I was impressed on my first visit to Perspectives Charter School (PCS) when several middle school students walked up, stuck out their hands and offered to show me around. It was 2001 when a friend described his participation on the board of one of the first five charter schools in Illinois. I was immediately attracted to the challenge of applying my strategic planning expertise to education, so I joined him at PCS.

There are many heart-warming stories about kids’ lives being changed, hopes and aspirations being born, and heroic teachers picking up kids who haven’t figured out how to succeed and duct-taping them back on the track. But, I’ll try to be selective.

In an early board meeting, we were discussing potential strategies around $5 million in TIF funds raised to build a state-of-the-art school building to replace the rusting steel hulk on the corner of 19th, State and Archer on Chicago’s South Side. Our student population was expected to increase from 150 to 356, and the founding board chairman Rod Joslin asked, “What next?” Soon-to-be Chairman Larry Ashkin and I answered that instead of making our kids the luckiest handful of public-school students in Chicago, maybe we should set our sights higher—as in changing the way public education is delivered.

That set off a long and emotional debate. Several board members assured us we were crazy to consider such an impossible notion. They were satisfied with our small pocket of success and absolutely didn’t want to jeopardize what had been achieved.

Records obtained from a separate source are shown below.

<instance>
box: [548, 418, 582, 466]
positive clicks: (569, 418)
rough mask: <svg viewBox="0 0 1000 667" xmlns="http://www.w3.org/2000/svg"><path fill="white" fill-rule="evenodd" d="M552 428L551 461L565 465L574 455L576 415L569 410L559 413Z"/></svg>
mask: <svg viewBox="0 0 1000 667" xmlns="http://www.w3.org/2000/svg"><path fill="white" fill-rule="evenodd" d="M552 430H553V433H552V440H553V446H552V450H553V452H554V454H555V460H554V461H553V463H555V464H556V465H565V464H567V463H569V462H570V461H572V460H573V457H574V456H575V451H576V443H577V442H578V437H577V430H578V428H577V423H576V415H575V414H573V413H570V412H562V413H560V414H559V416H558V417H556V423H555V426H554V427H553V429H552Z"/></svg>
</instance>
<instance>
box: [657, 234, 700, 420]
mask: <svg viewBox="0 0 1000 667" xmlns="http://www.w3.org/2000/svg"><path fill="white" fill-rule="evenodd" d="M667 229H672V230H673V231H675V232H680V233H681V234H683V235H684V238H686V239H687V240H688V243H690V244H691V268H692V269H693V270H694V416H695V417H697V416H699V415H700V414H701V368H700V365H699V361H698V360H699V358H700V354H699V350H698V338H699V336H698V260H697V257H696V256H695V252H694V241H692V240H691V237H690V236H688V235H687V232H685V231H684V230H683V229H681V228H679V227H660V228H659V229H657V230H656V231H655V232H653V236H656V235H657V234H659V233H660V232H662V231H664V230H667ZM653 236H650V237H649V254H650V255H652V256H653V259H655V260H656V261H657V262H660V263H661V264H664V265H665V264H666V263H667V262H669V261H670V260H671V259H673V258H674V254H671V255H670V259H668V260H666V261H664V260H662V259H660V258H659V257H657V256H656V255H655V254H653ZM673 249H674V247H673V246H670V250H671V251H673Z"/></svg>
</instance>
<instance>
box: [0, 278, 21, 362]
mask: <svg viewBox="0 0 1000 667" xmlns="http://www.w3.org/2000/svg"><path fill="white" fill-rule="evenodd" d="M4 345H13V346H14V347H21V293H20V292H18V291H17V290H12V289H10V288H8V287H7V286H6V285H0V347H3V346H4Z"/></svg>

I raised my hand and emphasized that many more kids would have a chance for an improved education and opportunity to achieve hopes and dreams if we began opening additional schools. Those kids would graduate from our schools and some would return from college desiring to serve their community and become PCS teachers. I admitted I couldn’t project all the challenges we’d face, but whatever arose, I committed that through our combined creativity and energy, we’d identify and execute solutions and deliver a quality educational product—and our kids and our city would benefit.

The chairman called for a vote on the motion to replicate. The narrow victory we won that day, a little over 10 years ago, opened the door. We leveraged our collective education, resources, experience and talent and the support of generous philanthropists across Chicago and the U.S. Today, Perspectives Charter Schools is 2,300 kids and multiple campuses strong. Children that entered as sixth graders and who never previously heard of college are beginning to return as teacher applicants with undergraduate and graduate degrees.

It’s an amazing development considering the school’s start. Perspectives was formed in 1993, by two young Chicago public school teachers who were unhappy with the progress of their economically disadvantaged students. They gained their principal’s permission to commence a school within a school in the building’s basement. Their 35 kids so dramatically outperformed the kids in the traditional track that the highest officials in the school district began to take notice. In 1997, they succeeded in applying to become one of the first five charter schools in Illinois.

Perspectives’ recipe for success is baked into 26 principles and a curriculum called “A Disciplined Life.” These form the foundation of the school’s culture and help prepare students for success in college, the workplace and life. They teach kids to be ladies and gentlemen, and they promote an environment in which effective teaching and learning are nurtured.

There are seemingly infinite challenges. The typical PCS family is a single-parent, economically disadvantaged household. The parent often did not complete high school and in many cases there’s no thought of going to college. The incoming sixth graders (Perspectives serves middle school through high school) are already often three years behind in their educational development.

A few years ago, the Chicago Tribune reported that only six out of 100 9th graders in Chicago public schools will earn a college degree by the time they are 25.

In the face of these odds, Perspectives teachers prepare students for college and for life. In 2010, when I concluded my long tenure as board vice-chairman, almost all high school seniors graduated and 97 percent were accepted to college. Since that time, the U.S. Department of Education supported efforts to share A Disciplined Life with schools throughout the country. Soon enough, our model will change the way public education is delivered.

Joel Stender, WG’71, majored in management information and control. Following a four-year stint with Levitt & Sons and Levitt Residential Communities, helping develop several of the country’s early planned residential communities, he commenced a 35-year trading career mostly at the Chicago Mercantile Exchange, which morphed into private equity and venture capital. He lives in Chicago with his wife Donna, WG’71.